Unless you have a young teen, you probably don't care about Disney XD, Nicktoons or TeenNick being in HD. Disney XD does draw a slightly older audience for some of their Marvel and Star Wars cartoons. I would also give TeenNick a slightly older audience for their nighttime Splat block, but all of those shows are from the 80s and 90s and are not in HD.

Outside of hardcore news junkies who try to get stories from as many perspectives as possible, I highly doubt the same people who want Newsmax and The Blaze in HD want Fusion and Russia Today in HD.

Unless you understand Spanish or enjoy Spanish music, you probably don't care if NBC Universo or Max Latino are in HD. Max Latino is basically a Spanish language simulcast of Cinemax, outside of some alternate programming if there's no Spanish dub available. The main benefit of the channel is if you have a surround sound system since the Spanish audio will be Dolby Digital 5.1 instead of the mono or stereo audio you get on Cinemax's SAP feed.

Unless you frequently watch religious services on TV, you probably don't care if EWTN, TBN or Daystar are in HD.

Unless you are a home shopping junkie, you probably don't care if HSN, QVC, Evine, Liquidation or Jewlery Television are in HD. Heck, the main benefit of the shopping channels are seeing the products demonstrated live. If it wasn't for that, you would either be in the store looking at the product first hand on the shelf, or looking at a tiny image of the product on a site like Amazon or in a weekly circular.


----------



## James Long (Apr 17, 2003)

No one is all of the above.


----------



## zippyfrog (Jul 14, 2010)

I have said this in other another thread, but would love to see CSN Chicago in HD full-time.
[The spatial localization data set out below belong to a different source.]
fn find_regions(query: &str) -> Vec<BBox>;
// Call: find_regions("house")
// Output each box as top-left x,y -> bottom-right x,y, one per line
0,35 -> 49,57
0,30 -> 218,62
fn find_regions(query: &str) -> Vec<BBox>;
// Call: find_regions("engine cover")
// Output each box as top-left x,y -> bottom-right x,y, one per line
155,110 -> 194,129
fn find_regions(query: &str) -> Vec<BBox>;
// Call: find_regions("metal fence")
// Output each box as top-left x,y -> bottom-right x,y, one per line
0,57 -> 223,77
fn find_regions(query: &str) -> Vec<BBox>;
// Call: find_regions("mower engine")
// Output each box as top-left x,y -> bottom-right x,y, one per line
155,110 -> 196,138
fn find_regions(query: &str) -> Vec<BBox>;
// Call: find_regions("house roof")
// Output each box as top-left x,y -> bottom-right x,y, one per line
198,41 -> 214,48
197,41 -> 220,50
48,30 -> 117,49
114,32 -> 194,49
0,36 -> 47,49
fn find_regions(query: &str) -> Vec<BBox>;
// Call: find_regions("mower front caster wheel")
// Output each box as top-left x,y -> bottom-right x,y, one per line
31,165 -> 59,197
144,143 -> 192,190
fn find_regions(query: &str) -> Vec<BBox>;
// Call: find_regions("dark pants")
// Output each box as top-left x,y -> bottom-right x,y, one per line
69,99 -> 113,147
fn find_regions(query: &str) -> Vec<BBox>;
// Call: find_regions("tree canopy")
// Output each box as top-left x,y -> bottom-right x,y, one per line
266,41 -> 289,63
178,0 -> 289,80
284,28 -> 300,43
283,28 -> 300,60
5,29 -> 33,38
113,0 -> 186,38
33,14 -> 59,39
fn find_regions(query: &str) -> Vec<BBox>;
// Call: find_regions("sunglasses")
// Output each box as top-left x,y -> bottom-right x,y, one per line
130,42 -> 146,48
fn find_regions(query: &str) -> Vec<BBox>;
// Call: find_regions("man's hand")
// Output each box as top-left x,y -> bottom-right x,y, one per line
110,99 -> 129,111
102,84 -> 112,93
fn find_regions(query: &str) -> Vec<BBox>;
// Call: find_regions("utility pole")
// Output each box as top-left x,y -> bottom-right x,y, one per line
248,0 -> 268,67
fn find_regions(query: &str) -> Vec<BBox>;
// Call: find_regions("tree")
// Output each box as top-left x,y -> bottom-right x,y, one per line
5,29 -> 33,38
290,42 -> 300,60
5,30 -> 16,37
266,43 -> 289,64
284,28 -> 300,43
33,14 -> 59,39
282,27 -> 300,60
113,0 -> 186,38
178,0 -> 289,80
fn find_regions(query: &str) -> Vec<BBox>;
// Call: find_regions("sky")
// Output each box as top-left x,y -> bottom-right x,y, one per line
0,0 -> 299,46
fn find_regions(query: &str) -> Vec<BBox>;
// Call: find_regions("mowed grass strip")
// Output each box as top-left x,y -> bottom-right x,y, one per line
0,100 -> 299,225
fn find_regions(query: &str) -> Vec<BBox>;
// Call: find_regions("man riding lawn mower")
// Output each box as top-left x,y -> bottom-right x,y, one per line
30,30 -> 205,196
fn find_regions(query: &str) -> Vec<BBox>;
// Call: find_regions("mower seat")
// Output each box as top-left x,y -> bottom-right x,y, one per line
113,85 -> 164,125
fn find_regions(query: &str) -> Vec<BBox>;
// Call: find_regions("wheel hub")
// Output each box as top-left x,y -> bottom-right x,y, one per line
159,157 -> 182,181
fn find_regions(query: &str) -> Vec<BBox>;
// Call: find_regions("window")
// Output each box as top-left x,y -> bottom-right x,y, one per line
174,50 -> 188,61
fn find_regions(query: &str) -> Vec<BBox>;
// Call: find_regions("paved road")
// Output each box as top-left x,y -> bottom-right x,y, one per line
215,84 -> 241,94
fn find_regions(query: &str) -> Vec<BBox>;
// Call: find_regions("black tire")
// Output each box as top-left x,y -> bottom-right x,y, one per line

I am sure most people who watch their RSN would like to see their RSN's in HD.


Sent from my iPad using DBSTalk


----------



## bluegras (Jan 31, 2008)

metoo i would like to see the part time go full time rsns go hd.


----------



## Jim5506 (Jun 7, 2004)

I find that I only watch 10-15 channels at all, the wife has her 10-15 channels that she watches.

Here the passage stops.